1)By "reverse" MVT I mean: eg. in d=1, for any $x\in \mathbb{R}$ there exists $a,b$ containing x s.t. for $f\in C^{1}$ we have $f'(x)=\frac{f(b)-f(a)}{b-a}$.
This fails for all functions that cross the real line eg. $f(x)=x^{3}$ fails at $x=0$. However, I think if the function is also convex and strictly positive, or convace and strictly negative, it works. Can we weaken it to locally convex?
2)How about some general formula connecting derivative with it's antiderivative i.e. for any $x\in \mathbb{R}$ there exists $a,b$ s.t. for $f\in C^{1}$ we have $f'(x)=G(f(a),f(b),r_{i})$, where $r_{i}\in \mathbb{R}$ are real numbers.
Thanks
For a locally convex function f, for any $x\in dom(f)$ there exists $(a,b)$ s.t. the tangent line at x lies below the graph of f(a,b).
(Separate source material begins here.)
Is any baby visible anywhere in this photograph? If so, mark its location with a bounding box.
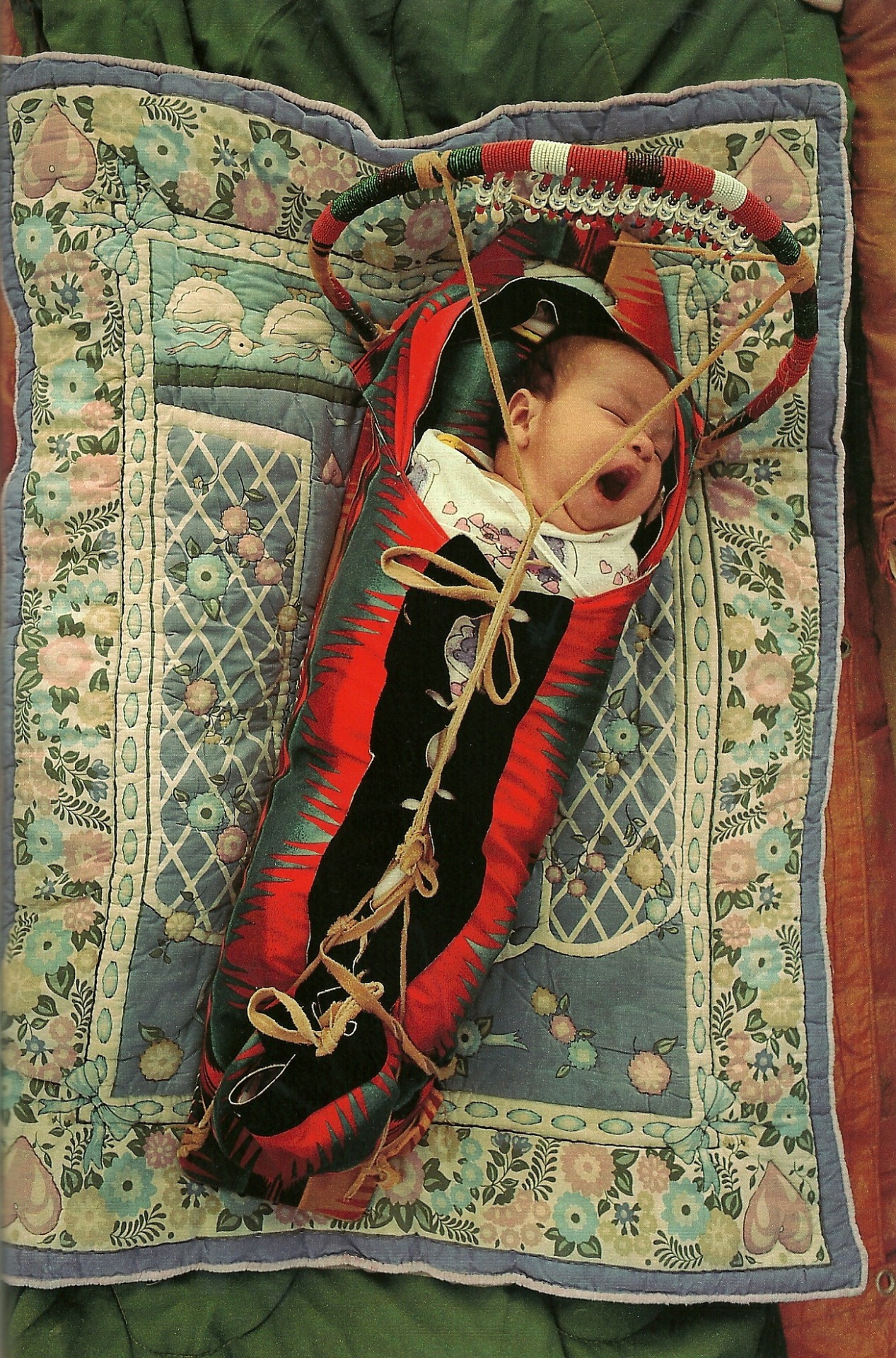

Wlog $f(a)<f(b)$ and let $\theta=$slope of line connecting $f(a),f(b)$ and $\phi=$slope of the tangent line.
If $\theta>\phi$,we can lift the line vertically (preserving the slope), to a line that intersects the graphe at $\frac{f(x)+f(a)}{2}$. Because of the slope inequality, the new line will intersect the graph of f at two points: $f(c):=\frac{f(x)+f(a)}{2}$ and some other point f(d) below f(b).
Similarly, if $\theta<\phi$,we can lift the line vertically (preserving the slope), to a line that intersects at $\frac{f(x)+f(b)}{2}$.
Thus, $f'(x)$ can be expressed as $\frac{f(c)-f(d)}{c-d}$.